Southampton drug gang members jailed in ‘cuckooing’ probe
A gang of dealers who used so-called “cuckooing” techniques to sell class A drugs worth up to £275,000 in Southampton have been sentenced.
The five men and teenager are the last to be prosecuted as part of an 18-month investigation into a drug network from London targeting users in the city.
Cuckooing is when a drug dealer takes over the property of a vulnerable person in exchange for free drugs.
The gang also sent teenagers to manage the day-to-day operation.
The network, which ran between October 2015 and April 2016, was uncovered as part of a Hampshire police operation investigating dealers from cities including London and Liverpool, cuckooing across Hampshire, Dorset, Oxford and Berkshire.
All six members of the gang were charged with conspiracy to supply heroin and crack cocaine and pleaded guilty, except for the 16-year-old who was found guilty at trial. They were:
- Craig Morris, 27, of Clitheroe Road, London, who is believed to have been the gang leader and was jailed for nine years and seven months.

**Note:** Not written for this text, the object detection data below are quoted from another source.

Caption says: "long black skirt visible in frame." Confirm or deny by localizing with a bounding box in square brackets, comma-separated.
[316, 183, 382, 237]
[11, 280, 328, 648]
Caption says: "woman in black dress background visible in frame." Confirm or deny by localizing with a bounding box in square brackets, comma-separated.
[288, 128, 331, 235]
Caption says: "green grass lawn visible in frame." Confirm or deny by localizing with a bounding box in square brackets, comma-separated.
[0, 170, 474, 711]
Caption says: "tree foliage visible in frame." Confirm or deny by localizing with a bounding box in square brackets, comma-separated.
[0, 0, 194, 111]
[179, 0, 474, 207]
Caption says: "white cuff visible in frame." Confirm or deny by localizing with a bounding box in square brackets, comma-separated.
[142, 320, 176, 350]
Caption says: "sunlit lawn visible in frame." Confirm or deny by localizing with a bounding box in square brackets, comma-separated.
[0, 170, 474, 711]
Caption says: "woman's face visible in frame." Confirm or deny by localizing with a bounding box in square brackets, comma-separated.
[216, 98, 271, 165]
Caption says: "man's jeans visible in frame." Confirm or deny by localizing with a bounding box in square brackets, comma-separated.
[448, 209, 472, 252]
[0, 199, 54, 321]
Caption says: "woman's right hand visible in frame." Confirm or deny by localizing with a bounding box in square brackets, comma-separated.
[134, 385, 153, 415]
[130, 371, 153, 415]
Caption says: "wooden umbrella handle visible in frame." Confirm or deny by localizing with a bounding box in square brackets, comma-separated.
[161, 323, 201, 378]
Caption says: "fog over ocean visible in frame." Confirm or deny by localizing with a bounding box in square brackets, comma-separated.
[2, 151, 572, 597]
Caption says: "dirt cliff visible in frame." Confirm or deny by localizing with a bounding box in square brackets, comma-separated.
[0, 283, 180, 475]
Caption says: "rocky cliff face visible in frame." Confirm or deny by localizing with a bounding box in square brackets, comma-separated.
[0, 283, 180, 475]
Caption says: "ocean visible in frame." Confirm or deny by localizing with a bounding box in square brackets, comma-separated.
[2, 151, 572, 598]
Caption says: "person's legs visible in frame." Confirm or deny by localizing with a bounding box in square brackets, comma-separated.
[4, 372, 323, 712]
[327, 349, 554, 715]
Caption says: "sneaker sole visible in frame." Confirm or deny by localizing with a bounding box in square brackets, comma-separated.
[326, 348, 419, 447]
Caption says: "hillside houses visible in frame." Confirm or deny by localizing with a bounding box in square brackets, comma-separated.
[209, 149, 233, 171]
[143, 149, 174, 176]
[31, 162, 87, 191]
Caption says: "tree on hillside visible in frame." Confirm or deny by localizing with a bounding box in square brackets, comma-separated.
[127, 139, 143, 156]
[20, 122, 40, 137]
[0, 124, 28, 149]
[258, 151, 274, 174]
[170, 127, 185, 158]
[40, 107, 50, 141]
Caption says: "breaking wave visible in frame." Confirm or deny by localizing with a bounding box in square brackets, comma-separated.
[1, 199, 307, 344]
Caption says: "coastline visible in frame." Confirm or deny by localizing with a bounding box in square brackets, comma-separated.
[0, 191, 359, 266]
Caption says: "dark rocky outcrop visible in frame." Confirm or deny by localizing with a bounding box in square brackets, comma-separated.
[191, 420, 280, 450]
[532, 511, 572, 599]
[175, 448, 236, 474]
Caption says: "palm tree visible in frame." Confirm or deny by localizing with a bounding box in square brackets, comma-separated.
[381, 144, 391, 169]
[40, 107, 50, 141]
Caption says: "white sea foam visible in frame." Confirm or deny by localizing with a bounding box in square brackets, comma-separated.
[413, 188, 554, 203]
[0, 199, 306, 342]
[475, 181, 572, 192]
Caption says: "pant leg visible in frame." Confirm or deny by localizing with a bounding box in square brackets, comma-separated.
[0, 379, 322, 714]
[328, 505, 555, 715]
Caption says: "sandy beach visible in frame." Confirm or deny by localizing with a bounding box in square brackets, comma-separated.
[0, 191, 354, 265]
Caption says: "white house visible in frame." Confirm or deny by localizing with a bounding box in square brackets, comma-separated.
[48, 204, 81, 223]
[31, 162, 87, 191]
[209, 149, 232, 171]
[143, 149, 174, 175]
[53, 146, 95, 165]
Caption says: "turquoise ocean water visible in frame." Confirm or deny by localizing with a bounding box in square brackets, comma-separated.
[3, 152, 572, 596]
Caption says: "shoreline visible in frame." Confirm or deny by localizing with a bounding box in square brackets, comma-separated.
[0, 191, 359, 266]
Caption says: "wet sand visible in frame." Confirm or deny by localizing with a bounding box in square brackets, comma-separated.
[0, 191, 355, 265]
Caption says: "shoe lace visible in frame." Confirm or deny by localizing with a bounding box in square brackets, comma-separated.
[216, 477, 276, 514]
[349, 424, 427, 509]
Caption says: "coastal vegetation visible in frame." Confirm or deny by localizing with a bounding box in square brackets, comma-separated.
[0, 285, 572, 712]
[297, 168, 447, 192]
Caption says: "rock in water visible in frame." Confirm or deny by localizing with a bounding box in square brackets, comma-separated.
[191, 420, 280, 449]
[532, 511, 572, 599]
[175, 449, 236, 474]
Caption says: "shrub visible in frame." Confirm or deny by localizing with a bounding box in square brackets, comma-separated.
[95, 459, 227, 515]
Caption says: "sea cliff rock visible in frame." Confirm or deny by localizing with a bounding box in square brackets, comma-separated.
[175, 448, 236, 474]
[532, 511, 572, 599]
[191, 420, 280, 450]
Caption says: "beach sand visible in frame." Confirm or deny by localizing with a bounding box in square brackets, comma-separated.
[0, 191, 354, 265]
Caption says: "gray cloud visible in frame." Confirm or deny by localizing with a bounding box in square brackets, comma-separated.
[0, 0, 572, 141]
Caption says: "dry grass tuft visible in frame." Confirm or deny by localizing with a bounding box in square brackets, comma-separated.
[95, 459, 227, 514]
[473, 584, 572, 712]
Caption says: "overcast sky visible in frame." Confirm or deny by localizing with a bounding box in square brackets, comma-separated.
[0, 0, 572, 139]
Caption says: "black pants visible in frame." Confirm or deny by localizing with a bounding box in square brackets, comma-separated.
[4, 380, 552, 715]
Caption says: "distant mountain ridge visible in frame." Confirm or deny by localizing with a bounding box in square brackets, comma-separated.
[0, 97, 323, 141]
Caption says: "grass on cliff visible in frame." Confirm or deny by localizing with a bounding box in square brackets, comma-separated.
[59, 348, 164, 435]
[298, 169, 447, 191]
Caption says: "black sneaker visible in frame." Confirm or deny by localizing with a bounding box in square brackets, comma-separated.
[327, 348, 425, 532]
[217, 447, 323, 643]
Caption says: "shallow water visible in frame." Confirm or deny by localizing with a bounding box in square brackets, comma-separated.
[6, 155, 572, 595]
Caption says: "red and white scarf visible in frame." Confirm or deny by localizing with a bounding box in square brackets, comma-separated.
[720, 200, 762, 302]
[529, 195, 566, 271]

- Joshua Whitter, 24, of Bennetts Close, South Malden, who had a crack cocaine production line in his kitchen and was jailed for eight years.
- Jacob Hemans, 18, of Haslemere Avenue, Mitcham, who was found by police at the stash house with more than £4,000 in cash and 200 deals of crack cocaine and heroin. Hemans was jailed for two years and three months.
- A 16-year-old who was also found at the stash house. He was given a two-year youth rehabilitation order as well as a criminal behaviour order for three years.
- Frank Nsereko, 23, of Albury Court, Mitcham, who was found in possession of 24 deals of heroin and 29 deals of crack cocaine, as well as about £1,200 in cash and jailed for five years.
- Peter Roberts, who the court heard had a “lesser role” as a street runner. He was given a two-year suspended sentence.
Southampton Crown Court heard Whitter and Morris recruited young teenagers to the network, including a boy who was just 14 when he started selling drugs on the streets of Southampton.
According to the HM Courts and Tribunal Service there have been 187 convictions of gang members linked to cuckooing in the south of England since 2015.
Analysis by Peter Cooke, BBC South Home Affairs Correspondent
This is a crime which crosses all social boundaries. I met two people from very different backgrounds. Paul lives in a rundown flat in Southampton and buys crack every week using his benefit money. He’s been cuckooed before and police fear he’s at risk again.
Less than two miles away I met Holly. A previous high-flyer who was introduced to class A drugs by a boyfriend. She now allows her flat to be used for drug dealing and officers think she’s fallen into prostitution.
Gangs have been targeting counties in the south because there’s a ready supply of customers. A National Crime Agency report recently said more than half of the towns and cities targeted are “middle-class or affluent”.
It also found that criminal rivals already present in our rural areas are easily subdued by the gangs from London and Liverpool who routinely use much greater levels of violence.